В первые день-полтора пейзаж состоял преимущественно из высаженных ровными рядами топливных деревьев. Посадки перемежались фабричными городками, где биомассу перерабатывают в жидкое топливо. Следующие два дня мы ехали через самую густонаселённую местность, какую мне доводилось видеть. Улицы были в точности как на континенте, с которого мы начали путь: те же вывески, те же магазины. Города стояли так близко, что смыкались предместьями: мы не видели просвета в домах, просто попадали из одной пробки в другую. Несколько раз нам встречались конценты: всегда в стороне от основной магистрали, на холме или в историческом центре города. По совпадению среди них был и концент светителя Рамбальфа, выстроенный на вулканическом плато в несколько миль шириной.
Я вспоминал слова Олвоша. Тогда они показались мне смешными, но после событий в Махще я и впрямь чувствовал себя, будто после прополки. Не как сорняк, который вырвали и сожгли, а как то, что остаётся после: молодой росток, слабый и уязвимый. Ничто не мешает ему расти; ничто не защитит его от бури и града, которые могут налететь завтра.

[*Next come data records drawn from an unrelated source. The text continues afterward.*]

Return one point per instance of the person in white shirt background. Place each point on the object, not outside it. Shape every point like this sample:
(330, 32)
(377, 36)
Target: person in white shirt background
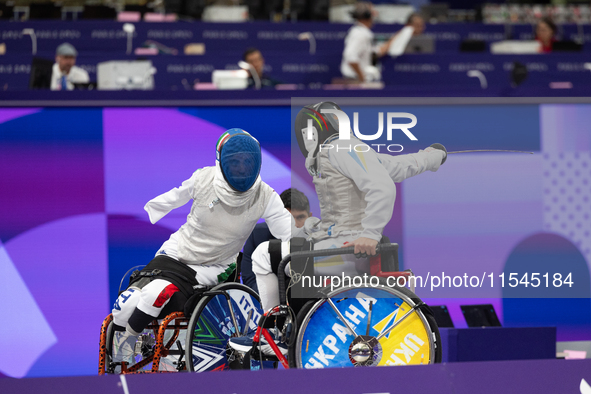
(65, 73)
(359, 46)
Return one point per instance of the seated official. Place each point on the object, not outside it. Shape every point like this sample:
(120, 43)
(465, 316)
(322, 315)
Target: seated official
(298, 205)
(65, 73)
(255, 58)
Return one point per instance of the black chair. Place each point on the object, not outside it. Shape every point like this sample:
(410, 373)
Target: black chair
(44, 11)
(6, 11)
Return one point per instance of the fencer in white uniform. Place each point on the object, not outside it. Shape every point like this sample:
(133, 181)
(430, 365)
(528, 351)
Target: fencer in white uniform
(228, 200)
(356, 191)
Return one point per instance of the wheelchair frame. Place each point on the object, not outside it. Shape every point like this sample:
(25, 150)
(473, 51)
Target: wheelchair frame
(161, 349)
(283, 309)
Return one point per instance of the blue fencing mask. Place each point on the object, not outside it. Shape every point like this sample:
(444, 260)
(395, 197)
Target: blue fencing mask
(239, 155)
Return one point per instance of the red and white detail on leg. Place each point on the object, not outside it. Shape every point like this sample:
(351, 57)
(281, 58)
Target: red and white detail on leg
(165, 295)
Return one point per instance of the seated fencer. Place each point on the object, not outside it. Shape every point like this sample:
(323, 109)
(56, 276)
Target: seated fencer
(228, 200)
(356, 191)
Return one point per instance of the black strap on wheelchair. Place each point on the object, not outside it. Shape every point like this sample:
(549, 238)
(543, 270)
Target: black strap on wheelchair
(389, 259)
(275, 254)
(165, 267)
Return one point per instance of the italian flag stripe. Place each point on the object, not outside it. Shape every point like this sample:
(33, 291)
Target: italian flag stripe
(221, 141)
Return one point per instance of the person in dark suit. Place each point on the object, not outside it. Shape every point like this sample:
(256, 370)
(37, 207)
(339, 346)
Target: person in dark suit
(298, 205)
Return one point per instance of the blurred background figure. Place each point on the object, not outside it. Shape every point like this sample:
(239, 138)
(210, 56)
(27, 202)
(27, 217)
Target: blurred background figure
(417, 22)
(65, 73)
(545, 34)
(255, 58)
(359, 46)
(298, 205)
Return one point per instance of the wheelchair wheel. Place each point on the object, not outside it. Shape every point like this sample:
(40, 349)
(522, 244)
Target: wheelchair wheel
(119, 350)
(325, 341)
(222, 313)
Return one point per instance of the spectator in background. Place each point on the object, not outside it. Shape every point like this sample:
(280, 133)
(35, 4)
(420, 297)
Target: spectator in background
(255, 58)
(65, 73)
(359, 49)
(545, 32)
(298, 205)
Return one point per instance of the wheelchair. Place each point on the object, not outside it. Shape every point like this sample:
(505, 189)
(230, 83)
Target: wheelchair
(351, 326)
(220, 312)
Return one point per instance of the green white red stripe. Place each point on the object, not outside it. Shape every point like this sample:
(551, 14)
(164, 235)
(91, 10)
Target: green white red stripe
(223, 138)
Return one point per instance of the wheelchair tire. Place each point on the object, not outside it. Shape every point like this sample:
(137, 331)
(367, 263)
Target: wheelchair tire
(324, 341)
(212, 325)
(115, 353)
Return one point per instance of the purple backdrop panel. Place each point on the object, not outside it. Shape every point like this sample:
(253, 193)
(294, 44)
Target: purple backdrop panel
(9, 114)
(17, 340)
(511, 377)
(149, 151)
(49, 170)
(64, 264)
(471, 214)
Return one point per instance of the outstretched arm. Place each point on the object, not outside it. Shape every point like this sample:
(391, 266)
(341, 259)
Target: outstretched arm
(405, 166)
(370, 176)
(159, 206)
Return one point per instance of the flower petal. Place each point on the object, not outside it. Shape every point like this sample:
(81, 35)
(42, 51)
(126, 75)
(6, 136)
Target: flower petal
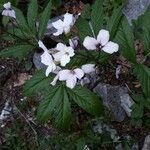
(46, 58)
(7, 5)
(79, 73)
(65, 59)
(70, 51)
(57, 56)
(63, 74)
(41, 45)
(58, 24)
(103, 37)
(110, 47)
(71, 82)
(67, 29)
(12, 13)
(61, 47)
(59, 32)
(90, 43)
(88, 68)
(54, 80)
(48, 70)
(68, 19)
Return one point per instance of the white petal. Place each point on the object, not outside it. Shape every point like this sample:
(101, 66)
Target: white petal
(88, 68)
(57, 56)
(12, 13)
(61, 47)
(46, 58)
(79, 73)
(67, 29)
(7, 5)
(5, 12)
(70, 51)
(65, 59)
(90, 43)
(54, 80)
(68, 19)
(110, 47)
(59, 32)
(48, 70)
(103, 37)
(63, 74)
(71, 82)
(73, 42)
(58, 24)
(41, 45)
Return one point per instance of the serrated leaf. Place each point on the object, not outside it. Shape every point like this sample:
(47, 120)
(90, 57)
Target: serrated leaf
(87, 100)
(56, 105)
(44, 20)
(32, 15)
(97, 16)
(125, 39)
(143, 74)
(64, 111)
(83, 28)
(114, 22)
(37, 83)
(143, 23)
(21, 21)
(17, 51)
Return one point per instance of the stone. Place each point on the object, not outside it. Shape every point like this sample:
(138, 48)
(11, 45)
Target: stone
(146, 145)
(116, 99)
(134, 8)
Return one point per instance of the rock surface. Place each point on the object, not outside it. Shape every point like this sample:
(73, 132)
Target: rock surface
(134, 8)
(146, 145)
(116, 99)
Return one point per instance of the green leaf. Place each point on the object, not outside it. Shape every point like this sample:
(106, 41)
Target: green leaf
(143, 23)
(97, 16)
(87, 100)
(114, 22)
(17, 51)
(37, 83)
(21, 21)
(32, 15)
(125, 39)
(44, 20)
(64, 111)
(83, 28)
(57, 106)
(143, 74)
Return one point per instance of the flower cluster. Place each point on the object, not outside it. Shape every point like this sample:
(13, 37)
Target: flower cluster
(62, 53)
(60, 56)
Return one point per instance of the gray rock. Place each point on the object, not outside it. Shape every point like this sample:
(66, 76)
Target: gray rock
(37, 61)
(102, 128)
(116, 99)
(134, 8)
(146, 145)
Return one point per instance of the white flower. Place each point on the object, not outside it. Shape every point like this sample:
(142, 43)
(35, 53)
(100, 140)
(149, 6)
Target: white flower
(46, 59)
(64, 53)
(70, 76)
(8, 11)
(88, 68)
(101, 42)
(65, 25)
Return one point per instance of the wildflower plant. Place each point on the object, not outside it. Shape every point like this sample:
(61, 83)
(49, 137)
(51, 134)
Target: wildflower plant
(67, 65)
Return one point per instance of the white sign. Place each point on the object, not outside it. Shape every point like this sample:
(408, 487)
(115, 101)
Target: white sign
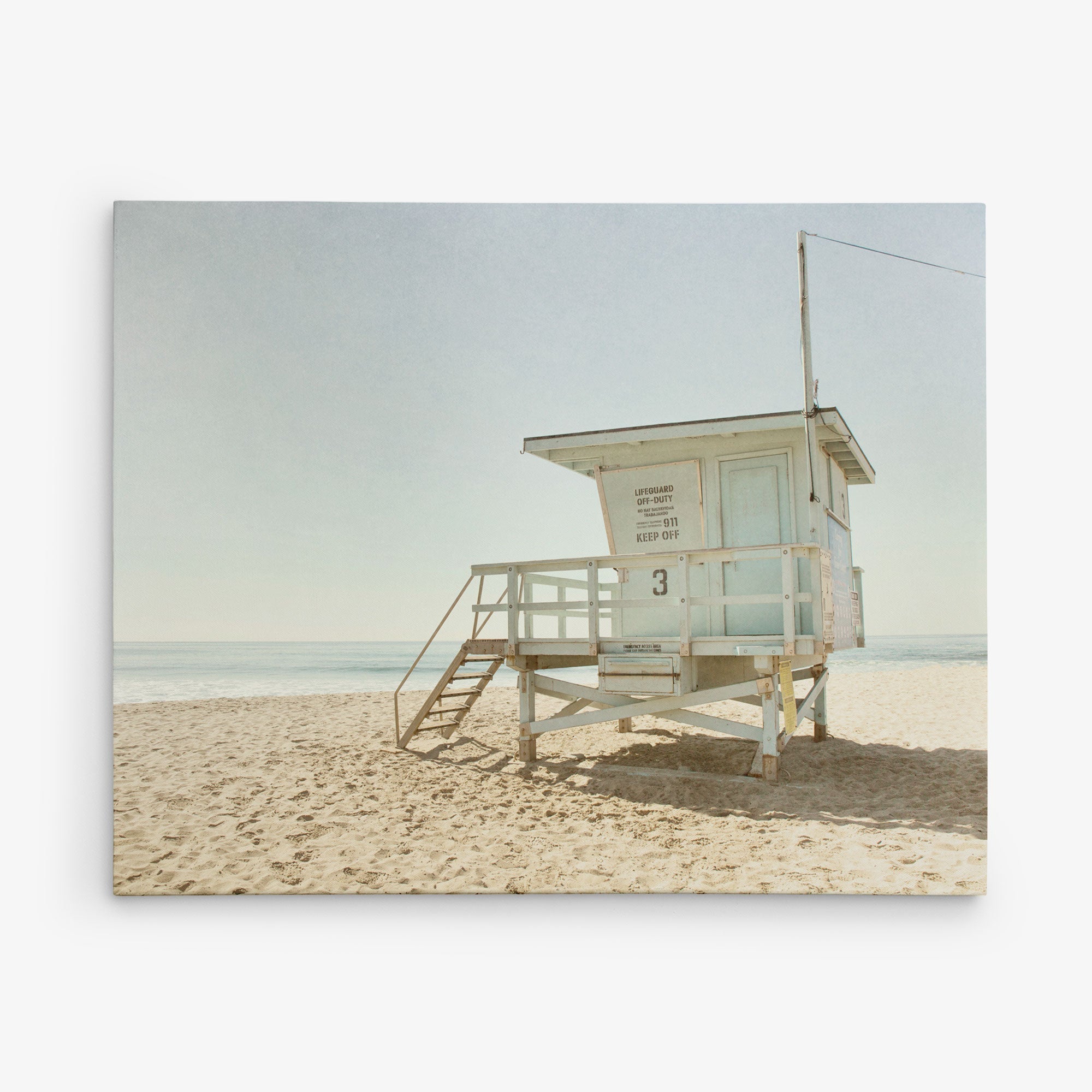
(652, 509)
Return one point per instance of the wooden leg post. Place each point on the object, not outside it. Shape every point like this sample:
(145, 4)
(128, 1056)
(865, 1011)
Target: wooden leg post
(766, 758)
(821, 710)
(528, 742)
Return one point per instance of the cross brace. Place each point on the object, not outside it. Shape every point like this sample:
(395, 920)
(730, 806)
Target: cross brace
(615, 707)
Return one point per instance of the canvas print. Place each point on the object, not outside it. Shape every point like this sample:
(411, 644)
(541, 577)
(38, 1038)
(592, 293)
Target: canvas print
(515, 549)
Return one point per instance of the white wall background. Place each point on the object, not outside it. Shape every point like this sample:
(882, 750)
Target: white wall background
(572, 103)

К середине третьего дня снова потянулась открытая местность, и в воздухе повеяло чем-то более древним, нежели шины и выхлопной газ. Мы разбили палатки под деревьями и убрали тёплые вещи. На четвёртое утро завтрак готовили из того, что Корд с Юлом купили у местных фермеров. Мы ехали по земле, которая возделывалась со времён Базской империи. Разумеется, население здесь то прибывало, то убывало — в последнее время убывало. Предместья и города исчезли, осталось то, что я про себя называл стойкими оплотами цивилизации: виллы богатых людей, матики, монастыри, скинии, дорогие рестораны, сувины, пансионаты, санатории, больницы, государственные учреждения. Их разделяли открытые пространства и на удивление примитивные сельскохозяйственные угодья. На перекрёстках ещё попадались купки аляповатых магазинчиков и кафешек для отребья вроде нас; остальные дома были каменные либо земляные, крытые черепицей или природным шифером. С каждым часом местность выглядела всё более простой. Число полос убывало, дороги становились уже, ухабистей, и внезапно мы обнаружили, что едем по бесконечному однорядному шоссе, останавливаясь, чтобы пропустить стада коров, таких тощих, что они казались ходячим вяленым мясом.
Под вечер четвёртого дня мы въехали на невысокий перевал и увидели впереди гору. В моём представлении горы всегда были одеты зеленью и увенчаны шапками облаков. Эту как будто облили кислотой, выжегшей всё живое. Склоны были такие же неровные, как у знакомых мне гор, только голые, как голова инака Звонкой долины. В розовато-оранжевом закатном свете гора светилась, словно пальцы перед свечой. Я так изумился, что не сразу заметил: за ней ничего нет. Вдалеке виднелись ещё такие же горы, но они вставали из тёмно-серой геометрической плоскости — океана.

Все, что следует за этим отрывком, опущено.